Event Tackles Controversial Topics

By Rona Johnson
The Northeast Biomass Conference & Expo held Aug. 4-6 in Boston was everything we had hoped it would be. What we didn't expect was the diversity of the attendees. According to Jim Sampson, BBI International's registration manager, eight different countries and 38 states plus the District of Columbia were represented―not bad for a regional event.

I suspect that it was the subject matter and the first plenary session regarding the carbon neutrality and sustainability of woody biomass that drove attendance. The session was well-attended but unfortunately we weren't able to open it up to comments from the audience as I had earlier thought we would. I thought the dialogue amongst the participants-Moderator Dwayne Breger, director of renewable and alternative energy development for the Massachusetts Department of Energy Resources; Dave Tenny, president and CEO of the National Alliance of Forest Owners; Tom Walker, consultant/team lead for the Manomet Center for Conservation Sciences; Bob Perschel, northeast region director of the Forest Guild; and Michael Goergen, executive vice president and CEO of the Society of American Foresters-however, made up for the lack of audience participation.

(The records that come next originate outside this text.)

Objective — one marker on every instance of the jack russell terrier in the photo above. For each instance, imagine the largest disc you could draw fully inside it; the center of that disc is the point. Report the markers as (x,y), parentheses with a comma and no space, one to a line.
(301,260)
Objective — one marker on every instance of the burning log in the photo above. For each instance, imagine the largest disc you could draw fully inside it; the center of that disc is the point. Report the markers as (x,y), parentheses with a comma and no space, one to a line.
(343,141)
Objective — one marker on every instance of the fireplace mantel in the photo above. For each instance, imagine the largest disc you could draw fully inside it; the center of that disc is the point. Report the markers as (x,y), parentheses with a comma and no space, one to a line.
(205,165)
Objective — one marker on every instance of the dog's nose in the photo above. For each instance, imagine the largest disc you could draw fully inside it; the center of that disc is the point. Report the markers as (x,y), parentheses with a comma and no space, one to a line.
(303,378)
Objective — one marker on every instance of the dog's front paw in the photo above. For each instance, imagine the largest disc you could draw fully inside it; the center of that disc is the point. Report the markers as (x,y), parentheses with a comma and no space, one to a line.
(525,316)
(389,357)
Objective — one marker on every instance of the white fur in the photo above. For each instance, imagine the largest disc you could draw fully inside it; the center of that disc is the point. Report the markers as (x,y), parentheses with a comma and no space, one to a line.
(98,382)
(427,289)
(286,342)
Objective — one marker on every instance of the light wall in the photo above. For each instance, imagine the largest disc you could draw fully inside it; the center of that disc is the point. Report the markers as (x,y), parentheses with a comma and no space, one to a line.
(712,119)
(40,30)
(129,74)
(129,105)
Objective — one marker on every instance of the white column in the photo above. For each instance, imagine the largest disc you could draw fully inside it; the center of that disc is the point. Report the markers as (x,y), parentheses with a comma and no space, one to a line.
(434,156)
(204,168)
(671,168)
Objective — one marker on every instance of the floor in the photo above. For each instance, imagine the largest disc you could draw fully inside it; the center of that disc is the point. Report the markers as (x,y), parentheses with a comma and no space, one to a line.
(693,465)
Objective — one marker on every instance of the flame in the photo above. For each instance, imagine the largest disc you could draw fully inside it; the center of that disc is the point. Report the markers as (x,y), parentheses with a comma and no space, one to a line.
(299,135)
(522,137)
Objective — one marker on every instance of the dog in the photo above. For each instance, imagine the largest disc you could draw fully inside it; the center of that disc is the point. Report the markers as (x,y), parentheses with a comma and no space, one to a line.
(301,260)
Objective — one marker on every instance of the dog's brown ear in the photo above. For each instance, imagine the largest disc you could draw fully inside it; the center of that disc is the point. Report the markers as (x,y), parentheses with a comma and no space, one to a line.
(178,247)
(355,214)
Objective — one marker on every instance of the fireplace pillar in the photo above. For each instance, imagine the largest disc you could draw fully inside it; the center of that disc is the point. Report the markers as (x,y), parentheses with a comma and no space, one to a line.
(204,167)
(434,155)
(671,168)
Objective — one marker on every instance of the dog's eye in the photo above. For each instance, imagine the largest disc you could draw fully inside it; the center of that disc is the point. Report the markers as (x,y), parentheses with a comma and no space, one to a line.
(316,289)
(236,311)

It was obvious the presenters had differing views on the use of woody biomass, but instead of arguing they were respectful of one another and at the same time made their views known.

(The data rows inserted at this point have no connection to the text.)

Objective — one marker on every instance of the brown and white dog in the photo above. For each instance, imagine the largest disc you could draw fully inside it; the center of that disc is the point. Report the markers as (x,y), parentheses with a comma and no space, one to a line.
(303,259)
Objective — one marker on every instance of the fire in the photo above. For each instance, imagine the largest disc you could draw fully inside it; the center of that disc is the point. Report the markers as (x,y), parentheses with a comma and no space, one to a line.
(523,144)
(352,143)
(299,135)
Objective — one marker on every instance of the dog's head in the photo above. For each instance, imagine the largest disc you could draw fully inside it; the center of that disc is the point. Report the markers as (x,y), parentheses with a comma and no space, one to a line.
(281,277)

What I found most interesting was the discussion about forest landowners and the fact that they are able to do a better job of perpetuating forest lands when they have more options and markets. This goes against the claims that the use of woody biomass for renewable energy will lead to clear-cutting of forests. Why would forest landowners destroy all of their income in one fell swoop? That‘s akin to the idea that farmers aren't concerned about soil erosion and quality. If they don't take care of their land, then their land won't be as productive and they won't get the yields they need to profit.

I also attended all of the panel sessions in the biomass project development and finance track, most of which basically concluded that projects without abundant, affordable biomass supplies probably will have a tough time getting financing.

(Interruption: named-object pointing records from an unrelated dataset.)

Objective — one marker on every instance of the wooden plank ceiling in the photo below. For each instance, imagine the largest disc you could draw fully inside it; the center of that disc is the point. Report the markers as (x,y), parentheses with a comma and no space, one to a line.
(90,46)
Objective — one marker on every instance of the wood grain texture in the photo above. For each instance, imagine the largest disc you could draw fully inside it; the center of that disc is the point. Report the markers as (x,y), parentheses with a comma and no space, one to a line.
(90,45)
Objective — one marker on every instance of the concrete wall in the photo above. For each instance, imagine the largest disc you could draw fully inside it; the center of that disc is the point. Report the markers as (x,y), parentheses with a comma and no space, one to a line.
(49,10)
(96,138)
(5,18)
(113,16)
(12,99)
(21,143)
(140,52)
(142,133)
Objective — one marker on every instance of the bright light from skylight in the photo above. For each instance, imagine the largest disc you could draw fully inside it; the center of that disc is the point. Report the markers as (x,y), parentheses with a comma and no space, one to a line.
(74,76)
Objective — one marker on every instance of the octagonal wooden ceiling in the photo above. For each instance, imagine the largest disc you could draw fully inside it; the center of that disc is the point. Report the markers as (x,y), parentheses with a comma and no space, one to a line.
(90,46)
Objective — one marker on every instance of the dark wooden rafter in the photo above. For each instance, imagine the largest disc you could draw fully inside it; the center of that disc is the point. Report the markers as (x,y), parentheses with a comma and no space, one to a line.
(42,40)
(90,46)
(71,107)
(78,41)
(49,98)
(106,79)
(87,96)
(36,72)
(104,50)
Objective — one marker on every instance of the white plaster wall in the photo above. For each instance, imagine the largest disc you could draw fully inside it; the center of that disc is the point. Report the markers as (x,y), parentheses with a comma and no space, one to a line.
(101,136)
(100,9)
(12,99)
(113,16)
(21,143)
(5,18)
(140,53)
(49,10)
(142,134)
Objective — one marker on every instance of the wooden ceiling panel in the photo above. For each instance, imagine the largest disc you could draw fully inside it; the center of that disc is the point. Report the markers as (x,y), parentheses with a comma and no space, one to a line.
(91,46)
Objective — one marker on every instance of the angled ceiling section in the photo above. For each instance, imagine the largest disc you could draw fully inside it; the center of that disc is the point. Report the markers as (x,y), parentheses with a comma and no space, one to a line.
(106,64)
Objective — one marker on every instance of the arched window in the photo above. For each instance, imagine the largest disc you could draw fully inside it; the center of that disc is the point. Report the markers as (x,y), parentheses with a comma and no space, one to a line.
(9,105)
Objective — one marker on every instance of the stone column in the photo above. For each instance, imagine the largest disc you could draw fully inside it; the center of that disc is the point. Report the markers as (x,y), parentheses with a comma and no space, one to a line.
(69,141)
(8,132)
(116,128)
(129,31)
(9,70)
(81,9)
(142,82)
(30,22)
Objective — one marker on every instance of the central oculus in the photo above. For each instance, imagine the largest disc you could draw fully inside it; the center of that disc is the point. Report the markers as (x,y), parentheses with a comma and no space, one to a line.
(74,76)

I was told that protestors had applied to local law enforcement to hold a demonstration and also that some people were handing out fliers, but I personally never saw or heard any of it. I would have been surprised if there had been a huge demonstration, however, as apparently the people against the use of woody biomass for renewable energy production have already gotten what they wanted in the form of the Manomet Center study, the Massachusetts Executive Office of Energy and Environmental Affairs' request for swift policy changes to the state's renewable portfolio standard in light of the study's findings, and the public meetings held regarding the study.

I just hope the policymakers in Massachusetts don't forget about the forest landowners, loggers and biomass project developers, and the potential for economic development the industry could bring to the state when they are making their decisions.